Open-Source Data Glove
Development Kit for XR
Master's thesis · KU Leuven, Group T · with Jan Rutrle · Grade: Cum Laude

Overview
Commercial data gloves like the SenseGlove Nova cost upwards of €3,000 and offer no access to their internals, making them impractical for academic research or custom XR development. This thesis built a complete open-source alternative.
The result is a Hardware and Software Development Kit (HSDK): full PCB schematics, firmware, middleware, and GUI integrations, all open-source on GitHub. The goal was to lower the barrier to entry for data glove research and enable researchers to build on a common, extensible platform.
Hardware
Built around an ESP32 microcontroller with a custom PCB. Hand orientation is tracked using an IMU with two sensor fusion algorithms: an Extended Kalman Filter (EKF) and the Madgwick filter, which were tuned and benchmarked against each other.
Finger flexion is tracked via potentiometers or Hall-effect sensors with magnets, providing two hardware configurations with different cost and accuracy trade-offs. PCB schematics and component selections are fully documented and open-source.

Integration
The glove integrates with Unity via ROS Bridge and SteamVR, allowing real-time hand tracking in XR environments. The Foxglove Studio integration provides a lightweight browser-based visualisation and data logging interface.

Software
The software stack spans five layers, from microROS firmware on the ESP32 through MQTT and ROS2 middleware, up to Unity, SteamVR, and Foxglove for visualisation. The Docker-based deployment works on Windows, Linux, and Mac.

Architecture
The ESP32 communicates over TCP/IP, USB, or Bluetooth to a host machine running microROS Agent, ROSBridge, and a Node.js backend, all in Docker.
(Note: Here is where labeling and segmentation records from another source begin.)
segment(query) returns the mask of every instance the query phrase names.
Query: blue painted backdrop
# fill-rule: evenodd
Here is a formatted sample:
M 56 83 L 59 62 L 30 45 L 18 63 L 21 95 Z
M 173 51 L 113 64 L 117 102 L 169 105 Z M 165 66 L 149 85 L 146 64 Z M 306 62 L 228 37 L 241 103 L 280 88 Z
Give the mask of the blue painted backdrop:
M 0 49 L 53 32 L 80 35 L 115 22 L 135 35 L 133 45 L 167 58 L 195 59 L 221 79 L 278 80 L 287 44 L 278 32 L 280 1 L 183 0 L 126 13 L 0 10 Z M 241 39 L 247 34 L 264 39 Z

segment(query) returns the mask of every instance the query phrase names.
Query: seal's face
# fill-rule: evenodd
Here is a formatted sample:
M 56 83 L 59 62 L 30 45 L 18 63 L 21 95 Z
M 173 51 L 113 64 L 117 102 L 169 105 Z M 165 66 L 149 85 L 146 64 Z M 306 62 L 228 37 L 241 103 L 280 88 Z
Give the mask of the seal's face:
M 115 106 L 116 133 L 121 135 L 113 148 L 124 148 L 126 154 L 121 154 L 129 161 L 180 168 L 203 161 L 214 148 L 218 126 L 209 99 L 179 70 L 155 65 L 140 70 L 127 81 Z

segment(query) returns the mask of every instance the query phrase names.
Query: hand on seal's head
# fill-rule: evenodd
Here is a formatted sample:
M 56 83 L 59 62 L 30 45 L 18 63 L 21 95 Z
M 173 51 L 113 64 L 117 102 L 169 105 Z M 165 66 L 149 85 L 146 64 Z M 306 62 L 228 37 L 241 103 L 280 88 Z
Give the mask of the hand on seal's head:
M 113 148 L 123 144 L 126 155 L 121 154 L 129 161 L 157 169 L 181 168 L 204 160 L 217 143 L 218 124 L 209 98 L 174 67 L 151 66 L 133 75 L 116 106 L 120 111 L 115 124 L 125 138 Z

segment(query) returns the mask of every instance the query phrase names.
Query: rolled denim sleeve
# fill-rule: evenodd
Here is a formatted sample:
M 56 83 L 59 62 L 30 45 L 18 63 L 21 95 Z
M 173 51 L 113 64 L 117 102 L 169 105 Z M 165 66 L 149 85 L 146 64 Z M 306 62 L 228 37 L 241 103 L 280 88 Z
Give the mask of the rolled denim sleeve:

This makes the full system deployable with a single docker compose up.

Results
The glove was validated experimentally against the SenseGlove Nova as a ground-truth reference. Orientation tracking accuracy across Roll, Pitch, and Yaw was found to be comparable to the commercial device, with the Madgwick filter (β=1) performing best overall.
Finger flexion tracking showed promising results for both sensor configurations. The open-source nature of the project means the algorithms and hardware can be directly improved upon, something no commercial product allows.